When I was about three, I was watching my Aunt Margy curl her hair at my Grandmother's house. I had to use the restroom, and she left me to do my business with only one instruction: don't touch my curling iron-it's hot! Well, I've always been a "see it for myself" kind of girl, and earned a small blister on my finger.
When I was six, I colored a picture and went to the kitchen to hang it on the refrigerator. To say I'm short is an understatement, and I couldn't reach the height that I needed my picture to hang at. So I climbed up onto a chair....and then fell off. My inner left forearm landed on a kerosene heater. I screamed, I cried, I almost puked, it hurt so bad. I'll never forget that. After a day or two, this disgusting blister formed, and then eventually healed, and then long after the pain had subsided and the wound had finally healed, I was left with this brownish area where the burn had been. I still have it, only now my arm is much bigger, so the spot is much smaller, and it's also faded.
I learned at a young age not to play with fire. Don't touch what's hot and you won't get burnt.
If only life were that simple. We burn ourselves all the time.
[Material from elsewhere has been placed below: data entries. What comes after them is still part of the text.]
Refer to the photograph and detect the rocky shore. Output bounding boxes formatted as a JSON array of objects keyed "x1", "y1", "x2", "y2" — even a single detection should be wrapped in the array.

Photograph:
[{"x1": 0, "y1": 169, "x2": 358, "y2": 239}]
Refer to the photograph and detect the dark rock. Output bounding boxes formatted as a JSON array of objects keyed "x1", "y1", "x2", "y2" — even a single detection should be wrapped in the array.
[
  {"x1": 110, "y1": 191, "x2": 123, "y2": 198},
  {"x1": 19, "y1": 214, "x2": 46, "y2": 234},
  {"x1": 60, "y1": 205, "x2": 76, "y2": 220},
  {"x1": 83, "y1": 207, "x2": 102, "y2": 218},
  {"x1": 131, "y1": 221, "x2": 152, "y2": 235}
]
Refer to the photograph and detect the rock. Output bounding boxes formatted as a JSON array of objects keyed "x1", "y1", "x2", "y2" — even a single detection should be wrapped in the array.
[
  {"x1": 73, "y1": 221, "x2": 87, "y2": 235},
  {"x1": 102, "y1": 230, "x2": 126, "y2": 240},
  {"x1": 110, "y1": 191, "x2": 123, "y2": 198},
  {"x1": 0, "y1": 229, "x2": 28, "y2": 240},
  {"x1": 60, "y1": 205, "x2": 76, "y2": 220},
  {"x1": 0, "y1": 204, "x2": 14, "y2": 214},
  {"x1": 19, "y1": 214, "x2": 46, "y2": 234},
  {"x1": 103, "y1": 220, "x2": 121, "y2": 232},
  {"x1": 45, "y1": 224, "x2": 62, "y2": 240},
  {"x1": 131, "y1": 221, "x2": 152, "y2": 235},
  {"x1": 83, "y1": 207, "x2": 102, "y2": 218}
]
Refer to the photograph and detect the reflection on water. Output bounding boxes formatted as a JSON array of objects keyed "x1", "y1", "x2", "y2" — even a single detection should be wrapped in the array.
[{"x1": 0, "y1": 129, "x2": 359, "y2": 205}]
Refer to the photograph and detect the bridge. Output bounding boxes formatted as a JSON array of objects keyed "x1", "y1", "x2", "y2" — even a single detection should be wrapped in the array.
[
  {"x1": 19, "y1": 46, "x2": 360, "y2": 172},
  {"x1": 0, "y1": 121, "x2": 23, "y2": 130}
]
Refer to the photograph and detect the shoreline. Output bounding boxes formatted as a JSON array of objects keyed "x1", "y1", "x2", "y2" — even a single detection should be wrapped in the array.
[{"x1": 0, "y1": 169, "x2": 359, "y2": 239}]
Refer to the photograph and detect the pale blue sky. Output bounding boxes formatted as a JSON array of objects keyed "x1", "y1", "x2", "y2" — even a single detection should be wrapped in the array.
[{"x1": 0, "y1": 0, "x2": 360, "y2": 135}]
I take a flat iron to the forehead at least twice a year. I bite into a pizza merely seconds after it has emerged from a 450 degree oven. I stay out in the sun too long. I try to cross the hot sand without my sandals. I care about people who don't care back.
I've burned bridges. I've lit fire to goals, pictures, and friendships.
But it's not the bridges I've burned that make me who I am. It's the bridges I've crossed.
Getting burnt hurts like hell. Sometimes you get a scar. But time helps heal every wound....and I truly do mean every wound. It's not like it never happened. Just like the brownish area on my arm is a constant reminder of that picture I drew, you might have a blister, a scar, an indication of where the heat got too close or too hot or too much to handle.
Let this add to your character. Let it be a part of you that shines. Nothing is so bright as a fire!
I for one love the spot on my arm, it's become something I would miss if it were gone.
And, like burnt hot dogs, some things are even better with a little scorching.